International Women’s Day - A lot done but, as ever, a lot to do
In a country where nearly all of the senior positions in our justice and police systems are held by women, it is easy to forget that an Indian rapist awaiting his destiny on death row who suggested his victim, gang-raped and mutilated on a bus, might have survived if she had not fought back, that the gang of rapists might have been kinder to her had she been less hostile, represents the real, unequal, and dangerous world for millions of women.
That chilling misogyny was amplified when one of the defendants’ lawyers in the Delhi bus rape case declared: “If my daughter or sister engaged in pre-marital activities and disgraced herself and allowed herself to lose face and character by doing such things, I would most certainly take this sort of sister or daughter to my farmhouse and, in front of my entire family, I would put petrol on her and set her alight.”
It is frightening that someone, no matter how caged by cultural or religious dogma, who has had the education needed to practice as a lawyer, should express these views in 2015. It is even more frightening that those views, that level of hatred, are still the default position in so many societies.
Gender inequality is not confined to those backward, savage societies. In America, three women graduate from college for every two men but still earn just 77 cents for every dollar that men earn and fill just 14% of Fortune 500 boardroom seats.
In Australia, a country with one of the best educated female populations in the world, women, just like Irish women, complain about the absence of affordable childcare, saying it is as a major deterrent to returning to work after having children. In China, where Mao once declared that “women hold up half the sky”, the income gap is widening.
Last year’s annual gender gap survey from the World Economic Forum, a survey that measures gender equality under headings such as health, education, the economy, and politics, put Ireland in eighth place out of 142 countries.
That is a commendable rating, even if fewer than 16% of our Dáil deputies are women. Though not a perfect response to that situation — can there be one? — all political parties face the prospect of losing some of their State funding unless at least 30% of the candidates they run in the next general election are women. It is sad, though, that a sanction such as this was needed to force a change in our political representation.

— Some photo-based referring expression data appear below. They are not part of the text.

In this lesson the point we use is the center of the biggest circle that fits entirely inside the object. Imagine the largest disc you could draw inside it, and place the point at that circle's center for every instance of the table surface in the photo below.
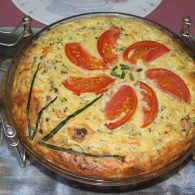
(35, 179)
(169, 13)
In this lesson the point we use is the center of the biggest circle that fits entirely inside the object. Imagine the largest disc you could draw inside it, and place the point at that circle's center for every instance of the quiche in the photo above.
(105, 97)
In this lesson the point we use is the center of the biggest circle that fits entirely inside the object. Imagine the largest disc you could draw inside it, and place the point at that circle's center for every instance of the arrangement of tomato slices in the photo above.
(122, 105)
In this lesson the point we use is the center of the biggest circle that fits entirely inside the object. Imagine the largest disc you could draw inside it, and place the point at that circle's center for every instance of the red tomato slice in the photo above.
(78, 56)
(106, 44)
(122, 105)
(145, 50)
(169, 83)
(80, 85)
(150, 108)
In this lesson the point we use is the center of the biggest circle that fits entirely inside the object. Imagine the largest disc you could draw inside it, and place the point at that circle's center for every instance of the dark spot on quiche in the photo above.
(79, 134)
(192, 74)
(121, 159)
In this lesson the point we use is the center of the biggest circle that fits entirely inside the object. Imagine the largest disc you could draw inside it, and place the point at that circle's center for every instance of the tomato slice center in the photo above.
(107, 43)
(80, 57)
(169, 83)
(145, 50)
(121, 106)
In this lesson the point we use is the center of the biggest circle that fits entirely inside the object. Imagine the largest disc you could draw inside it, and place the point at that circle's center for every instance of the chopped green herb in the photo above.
(131, 76)
(139, 70)
(115, 74)
(123, 74)
(114, 68)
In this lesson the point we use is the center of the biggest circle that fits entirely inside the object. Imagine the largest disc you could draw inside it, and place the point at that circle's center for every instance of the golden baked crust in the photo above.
(40, 102)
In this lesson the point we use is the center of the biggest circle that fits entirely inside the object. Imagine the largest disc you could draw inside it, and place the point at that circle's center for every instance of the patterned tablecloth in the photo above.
(34, 179)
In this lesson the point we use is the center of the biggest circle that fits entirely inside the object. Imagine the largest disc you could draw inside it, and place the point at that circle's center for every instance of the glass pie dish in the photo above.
(15, 137)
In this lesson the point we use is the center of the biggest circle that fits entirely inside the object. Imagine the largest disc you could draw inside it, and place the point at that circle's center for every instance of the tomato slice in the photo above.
(169, 83)
(80, 57)
(145, 50)
(80, 85)
(106, 44)
(150, 107)
(122, 105)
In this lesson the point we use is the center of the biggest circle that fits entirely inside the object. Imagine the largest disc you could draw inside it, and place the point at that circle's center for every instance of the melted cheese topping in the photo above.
(55, 67)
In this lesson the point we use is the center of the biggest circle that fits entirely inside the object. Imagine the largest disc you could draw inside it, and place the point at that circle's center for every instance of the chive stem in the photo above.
(39, 117)
(29, 101)
(123, 74)
(115, 74)
(131, 76)
(62, 123)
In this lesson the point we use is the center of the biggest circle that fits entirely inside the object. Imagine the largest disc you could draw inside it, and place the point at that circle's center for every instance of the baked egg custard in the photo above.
(106, 97)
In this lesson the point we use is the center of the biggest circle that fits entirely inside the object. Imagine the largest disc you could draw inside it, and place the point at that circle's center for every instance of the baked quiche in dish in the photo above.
(105, 97)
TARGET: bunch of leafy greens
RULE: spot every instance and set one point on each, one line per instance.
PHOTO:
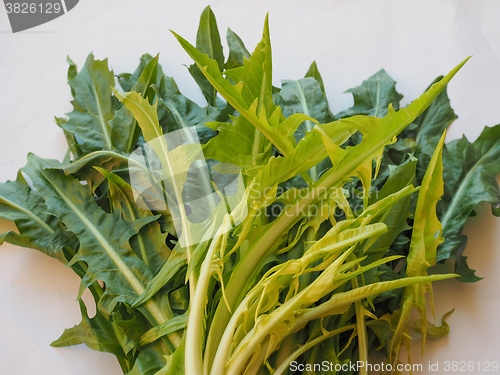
(346, 213)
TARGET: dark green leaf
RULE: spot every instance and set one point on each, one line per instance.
(373, 96)
(470, 178)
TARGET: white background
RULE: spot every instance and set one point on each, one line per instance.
(415, 41)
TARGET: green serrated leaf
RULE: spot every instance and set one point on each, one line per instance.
(93, 106)
(470, 178)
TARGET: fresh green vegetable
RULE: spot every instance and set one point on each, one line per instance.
(317, 233)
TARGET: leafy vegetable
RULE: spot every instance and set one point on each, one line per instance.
(259, 229)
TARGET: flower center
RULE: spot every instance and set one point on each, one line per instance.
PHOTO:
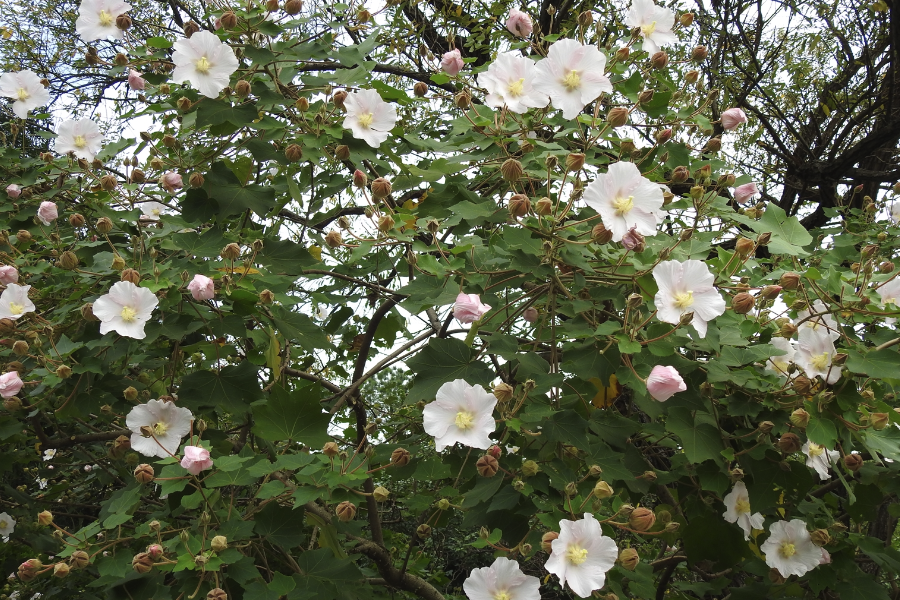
(572, 81)
(787, 550)
(203, 65)
(820, 361)
(684, 299)
(465, 419)
(576, 554)
(623, 206)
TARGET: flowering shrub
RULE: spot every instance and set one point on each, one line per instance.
(341, 306)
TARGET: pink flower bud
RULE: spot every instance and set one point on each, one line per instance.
(664, 382)
(202, 287)
(745, 193)
(8, 275)
(135, 81)
(519, 23)
(196, 459)
(452, 62)
(47, 213)
(733, 118)
(468, 308)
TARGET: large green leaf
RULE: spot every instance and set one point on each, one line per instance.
(441, 361)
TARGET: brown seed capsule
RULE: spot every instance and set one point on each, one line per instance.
(345, 511)
(487, 466)
(144, 473)
(629, 559)
(381, 188)
(789, 443)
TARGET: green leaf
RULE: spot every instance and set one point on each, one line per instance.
(293, 416)
(441, 361)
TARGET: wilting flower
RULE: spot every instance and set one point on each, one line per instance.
(10, 384)
(687, 287)
(625, 199)
(737, 510)
(202, 287)
(733, 118)
(26, 89)
(125, 309)
(369, 117)
(656, 24)
(572, 75)
(503, 579)
(47, 212)
(196, 459)
(166, 422)
(81, 137)
(135, 81)
(8, 274)
(789, 548)
(820, 459)
(460, 413)
(582, 555)
(452, 62)
(745, 193)
(779, 364)
(14, 301)
(97, 19)
(664, 382)
(519, 23)
(468, 308)
(205, 61)
(510, 81)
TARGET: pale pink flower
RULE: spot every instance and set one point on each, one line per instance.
(460, 413)
(745, 193)
(733, 118)
(572, 75)
(503, 579)
(519, 23)
(452, 62)
(27, 90)
(205, 61)
(10, 384)
(789, 549)
(202, 287)
(125, 309)
(582, 555)
(81, 137)
(687, 287)
(369, 118)
(664, 382)
(510, 81)
(625, 199)
(135, 81)
(656, 24)
(196, 459)
(469, 308)
(14, 301)
(167, 422)
(47, 212)
(737, 510)
(8, 274)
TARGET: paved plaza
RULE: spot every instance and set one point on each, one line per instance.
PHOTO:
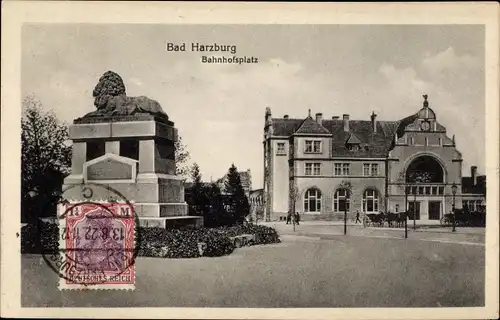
(302, 271)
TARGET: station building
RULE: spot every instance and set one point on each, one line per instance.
(321, 167)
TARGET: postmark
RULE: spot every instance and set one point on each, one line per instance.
(97, 240)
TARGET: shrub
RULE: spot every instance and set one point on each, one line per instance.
(263, 234)
(157, 242)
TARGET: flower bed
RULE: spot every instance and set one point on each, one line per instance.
(157, 242)
(263, 234)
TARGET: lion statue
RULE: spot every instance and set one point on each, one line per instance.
(110, 99)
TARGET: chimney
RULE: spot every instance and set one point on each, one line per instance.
(473, 174)
(319, 118)
(374, 121)
(346, 122)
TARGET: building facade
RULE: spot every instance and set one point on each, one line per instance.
(323, 167)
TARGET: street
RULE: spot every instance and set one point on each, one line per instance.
(302, 271)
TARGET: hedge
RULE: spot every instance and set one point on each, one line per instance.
(158, 242)
(263, 234)
(40, 239)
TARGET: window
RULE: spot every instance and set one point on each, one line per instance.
(341, 201)
(129, 149)
(366, 169)
(313, 169)
(312, 201)
(95, 149)
(345, 169)
(441, 190)
(370, 200)
(353, 147)
(338, 169)
(472, 205)
(370, 169)
(316, 169)
(281, 148)
(313, 146)
(308, 169)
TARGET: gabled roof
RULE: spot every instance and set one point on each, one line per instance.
(310, 126)
(373, 144)
(285, 127)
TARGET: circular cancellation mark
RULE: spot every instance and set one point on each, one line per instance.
(97, 240)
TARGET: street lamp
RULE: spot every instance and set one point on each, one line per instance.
(415, 208)
(454, 188)
(407, 190)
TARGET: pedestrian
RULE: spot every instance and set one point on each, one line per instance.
(357, 217)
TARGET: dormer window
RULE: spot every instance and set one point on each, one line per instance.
(353, 143)
(281, 148)
(313, 146)
(353, 147)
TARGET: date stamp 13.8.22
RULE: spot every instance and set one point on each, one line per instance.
(96, 245)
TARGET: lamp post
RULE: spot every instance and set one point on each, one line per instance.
(406, 211)
(415, 209)
(454, 188)
(345, 218)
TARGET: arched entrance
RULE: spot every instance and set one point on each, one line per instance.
(425, 178)
(425, 169)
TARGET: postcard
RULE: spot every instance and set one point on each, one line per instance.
(250, 160)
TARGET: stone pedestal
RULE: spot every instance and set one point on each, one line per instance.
(133, 155)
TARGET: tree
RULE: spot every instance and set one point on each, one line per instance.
(45, 160)
(110, 85)
(236, 200)
(182, 157)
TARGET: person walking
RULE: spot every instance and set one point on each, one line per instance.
(357, 217)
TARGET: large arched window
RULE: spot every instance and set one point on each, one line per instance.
(424, 169)
(312, 200)
(370, 200)
(341, 200)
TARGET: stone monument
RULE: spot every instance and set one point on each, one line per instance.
(128, 145)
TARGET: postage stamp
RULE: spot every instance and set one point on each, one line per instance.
(96, 245)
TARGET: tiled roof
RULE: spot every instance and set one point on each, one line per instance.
(309, 125)
(373, 144)
(469, 187)
(353, 139)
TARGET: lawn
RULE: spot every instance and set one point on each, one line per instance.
(341, 272)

It is easy to talk about appalling attacks in India, widening wage gaps in China, and how very hard it is to have a career and be a good mother in Ireland, but it does seem that we have a considerable distance to go before we can say this society does all it can to help women realise their potential.
That is tragic because all of us, not just our sisters, wives, and mothers, pay the price.
It is questionable, too, whether we really have the deep commitment to the parity and cross-gender respect that would underpin a society where the battles around equality can be set aside. We have, as in so many areas, done a lot but a lot more needs to be done if this is to be a truly equal society.